Qui a vu Rambo, le premier opus?
Peu de gens en France visiblement - Stallone/Rocky/Rambo est depuis toujours caricaturé en France, cette image de l'impérialisme
américain lui collant à la peau - ont vu ce film, ou n'ont que quelques souvenirs complètement érronés du film.
Pourtant, Rambo est un excellent film anti-politique de guerre américaine. En effet, Rambo est comme Stallone lui même un exclu parmis
les exclus, Stallone fais partie de l'immigration italienne qui a dû se battre et recevoir des coups pour s'imposer, Rambo, lui, est un vétéran de la guerre du Viet Nam d'abord
rejetté par la population américaine anti-guerre puis par le gouvernement lui même qui n'a jamais valorisé ces anciens combattants .
Dans le premier plan, Rambo/Stallone veut revoir le dernier survivant de sa section spéciale dans une ville située dans une
amérique profonde. Cet ami de guerre est un noir (Rambo, exclu parmis les exclus), mais la première personne qu'il voit est la mère de son ami qui ne l'acueillera pas non plus les bras ouverts,
mais plutôt avec méfiance pour finalement lui apprendre que son ami est mort.
Rambo est seul et déambule le bord de la route qui jonche une petite ville bien WASP.
Un flic qui n'aime pas les ennuis, ni les exclus, ni les vagabonds, ni tous ce qui sort de l'ordinaire va le jeter en dehors de la
ville sans aucunes raisons valables que celle de son jugement tout en lui manquant de respect.
John Rambo à juste titre rebrousse chemin, il n'a rien fait à personne, est dans son bon droit.
La grosse partie du film est un survival très bien réalisé ou Rambo, comme une bête ne parle plus, aux aguets et tend des pièges à
ses poursuivants sans ne jamais les tuer ce qui est à souligner (sauf un flic, mais en légitime défense. Il passe de chasseur à chassé.
Le seul homme à pouvoir l'arrêter est son colonel et formateur.
Dans une scène finale déchirante ou Rambo craque et pleure - sa solitude et l'incompréhension du monde face à ses problèmes - dans
les bras du colonnel, toute la dramaturgie Stallonienne est à son paroxysme.
Il décide finalement de sortir sans arme où la Police l'emmène.

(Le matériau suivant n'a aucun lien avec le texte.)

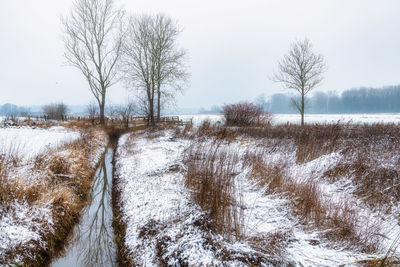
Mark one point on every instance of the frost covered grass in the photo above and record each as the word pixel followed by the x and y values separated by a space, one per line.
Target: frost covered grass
pixel 162 225
pixel 42 193
pixel 318 195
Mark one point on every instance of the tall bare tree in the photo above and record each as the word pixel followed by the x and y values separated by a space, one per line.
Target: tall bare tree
pixel 171 71
pixel 93 39
pixel 301 70
pixel 152 62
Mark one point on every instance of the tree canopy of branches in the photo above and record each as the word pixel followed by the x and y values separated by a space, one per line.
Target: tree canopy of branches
pixel 93 39
pixel 301 70
pixel 152 62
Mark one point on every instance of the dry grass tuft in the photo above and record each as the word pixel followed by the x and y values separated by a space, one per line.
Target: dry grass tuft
pixel 66 179
pixel 211 179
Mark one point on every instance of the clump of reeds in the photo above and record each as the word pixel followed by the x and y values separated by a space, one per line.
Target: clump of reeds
pixel 211 172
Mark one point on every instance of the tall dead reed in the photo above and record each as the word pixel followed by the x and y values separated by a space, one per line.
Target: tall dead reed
pixel 211 172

Ce que peu savent, c'est qu'il y a une fin alternative tout à fait surprenante et fidèle au livre duquel est tiré le
film:
De la même manière Rambo pleure face au colonnel, mais lui demande de le tuer, ce qu'il fait. Rambo est mort de l'être qui l'a mis
au monde pour combattre. Un constat d'échec terrible pour le gouvernement américain.
Vous m'avez fabriqué vous devez me détruire puisque je ne suis qu'un pion crasseux à vos ordres.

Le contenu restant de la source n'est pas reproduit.